思い出した! みたいな、わざとらしい笑顔で、ポンと手を叩く。
「あっ。今回の派兵で、フレイア様お一人で全部買い取られた干し肉も無くなるのでは? 随分とお気に召していらっしゃったご様子ですが」
「うっ」
「美味しい携行食が回って来なくなった騎士たちが恨み言を言っていましたけど、どうします?」
「ぐっ」
ニコニコと笑いながら追撃に追撃を重ねられ、お師様が両手を挙げる。
「分かった、分かった」
驚いたことに、お師様の方が折れた。
エゼリアさんたちスゴイ! って、感心しちゃった。
首を振ったお師様が、テレサを見る。
「殿下も、行くつもりなら、先ずはべルーサー殿と相談しろ」
「承知しましたわ」
テレサから返った返事に頷いて、お師様が私を見る。
「どの程度の時間と範囲を考えているか、計画を纏めて報告に来い。騎士団が護衛部隊を編成するための情報が必要だ」
「・・・分かった」
お師様の了解が得られたら私一人で行っても良いかと考えていたけれど、ルナリアだけじゃなくテレサまで付いてくるなら、大所帯になりそうだよね。
エゼリアさんたちに、ぺこりと頭を下げる。
「・・・お手数をお掛けします」
「なに言ってるんですか。

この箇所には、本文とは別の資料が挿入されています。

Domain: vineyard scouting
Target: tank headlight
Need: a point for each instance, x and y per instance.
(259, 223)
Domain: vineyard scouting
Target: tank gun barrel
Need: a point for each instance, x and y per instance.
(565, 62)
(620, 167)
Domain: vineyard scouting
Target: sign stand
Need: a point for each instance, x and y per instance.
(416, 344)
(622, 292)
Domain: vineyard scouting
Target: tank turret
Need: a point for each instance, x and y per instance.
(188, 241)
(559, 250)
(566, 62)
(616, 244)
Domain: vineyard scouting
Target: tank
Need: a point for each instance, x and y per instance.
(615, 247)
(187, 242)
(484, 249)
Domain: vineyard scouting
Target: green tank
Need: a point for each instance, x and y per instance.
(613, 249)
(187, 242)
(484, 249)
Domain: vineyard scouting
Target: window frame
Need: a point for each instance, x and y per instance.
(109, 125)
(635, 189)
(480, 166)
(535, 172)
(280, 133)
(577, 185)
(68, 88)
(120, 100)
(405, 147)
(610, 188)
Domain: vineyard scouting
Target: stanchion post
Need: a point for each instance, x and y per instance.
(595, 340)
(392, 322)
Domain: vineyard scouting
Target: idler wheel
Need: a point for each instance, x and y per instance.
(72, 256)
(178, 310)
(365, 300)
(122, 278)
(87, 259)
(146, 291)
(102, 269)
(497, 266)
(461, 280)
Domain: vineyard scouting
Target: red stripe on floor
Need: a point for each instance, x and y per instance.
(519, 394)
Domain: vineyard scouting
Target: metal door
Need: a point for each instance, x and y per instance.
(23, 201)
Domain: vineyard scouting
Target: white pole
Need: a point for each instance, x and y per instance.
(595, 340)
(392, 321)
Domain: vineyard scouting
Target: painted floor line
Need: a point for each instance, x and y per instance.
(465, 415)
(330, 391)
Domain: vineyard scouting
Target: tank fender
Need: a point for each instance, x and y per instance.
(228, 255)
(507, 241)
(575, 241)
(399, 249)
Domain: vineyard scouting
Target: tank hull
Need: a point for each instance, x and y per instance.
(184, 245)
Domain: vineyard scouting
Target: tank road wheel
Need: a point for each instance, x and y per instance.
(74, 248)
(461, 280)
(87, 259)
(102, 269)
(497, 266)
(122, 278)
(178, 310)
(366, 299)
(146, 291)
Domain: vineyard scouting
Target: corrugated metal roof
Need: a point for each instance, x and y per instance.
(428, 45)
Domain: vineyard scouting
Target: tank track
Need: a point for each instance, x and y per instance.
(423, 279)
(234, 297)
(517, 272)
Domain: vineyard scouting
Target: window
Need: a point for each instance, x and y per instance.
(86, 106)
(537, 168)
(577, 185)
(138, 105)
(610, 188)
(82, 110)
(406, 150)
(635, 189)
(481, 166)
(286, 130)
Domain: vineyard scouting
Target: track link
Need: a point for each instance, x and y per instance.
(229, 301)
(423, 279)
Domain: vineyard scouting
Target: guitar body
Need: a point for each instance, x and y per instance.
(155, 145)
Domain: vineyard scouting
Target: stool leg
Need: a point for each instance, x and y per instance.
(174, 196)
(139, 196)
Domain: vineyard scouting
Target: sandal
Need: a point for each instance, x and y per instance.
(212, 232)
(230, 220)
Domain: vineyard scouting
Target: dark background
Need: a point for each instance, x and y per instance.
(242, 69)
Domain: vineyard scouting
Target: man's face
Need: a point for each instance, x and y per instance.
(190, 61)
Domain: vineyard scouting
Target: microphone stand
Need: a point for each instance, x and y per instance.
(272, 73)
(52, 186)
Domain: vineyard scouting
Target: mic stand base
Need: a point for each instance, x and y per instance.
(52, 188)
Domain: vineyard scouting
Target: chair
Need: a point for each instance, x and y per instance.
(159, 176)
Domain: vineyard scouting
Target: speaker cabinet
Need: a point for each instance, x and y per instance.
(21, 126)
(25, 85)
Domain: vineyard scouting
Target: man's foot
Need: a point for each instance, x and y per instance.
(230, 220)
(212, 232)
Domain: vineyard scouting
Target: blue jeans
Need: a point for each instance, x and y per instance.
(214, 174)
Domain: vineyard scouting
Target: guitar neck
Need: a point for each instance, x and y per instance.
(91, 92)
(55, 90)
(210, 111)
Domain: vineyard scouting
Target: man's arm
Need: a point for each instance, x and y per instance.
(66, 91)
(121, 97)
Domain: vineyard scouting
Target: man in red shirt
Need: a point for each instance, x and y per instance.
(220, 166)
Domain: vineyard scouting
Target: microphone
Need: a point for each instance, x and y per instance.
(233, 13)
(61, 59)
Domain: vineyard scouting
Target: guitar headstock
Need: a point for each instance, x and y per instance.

水臭い」
「罠に興味が有るのも本当ですからね」
すごいなあ。ハインズ様たちを丸め込むお師様も凄いけれど、お師様を平然と丸め込むエゼリアさんたちも凄い。
ウォーレスの女性は本当に強い。
「フレイア様。訓練は終了ですか?」
「ああ。三人とも疲労しているからな。休息も取らねば体の成長に障る」
「では、失礼して」
「ちょっ! あなたたち!」
「湯あみしましょうね。髪まで汗だくの土塗れではありませんか」
「あらあら」
お師様の返事を聞くが早いか、ルナリアと私はディーナさんの小脇に抱えられ、テレサはエゼリアさんの小脇に抱えられた。
「・・・うーん。毎回、こんな感じかあ」
バスルームへと持ち込まれた私たちは頭の天辺から爪先まで洗浄され、ルナリアの部屋のベッドへと放り込まれたら、余程疲れていたのか、すぐに眠りへ落ちてしまった。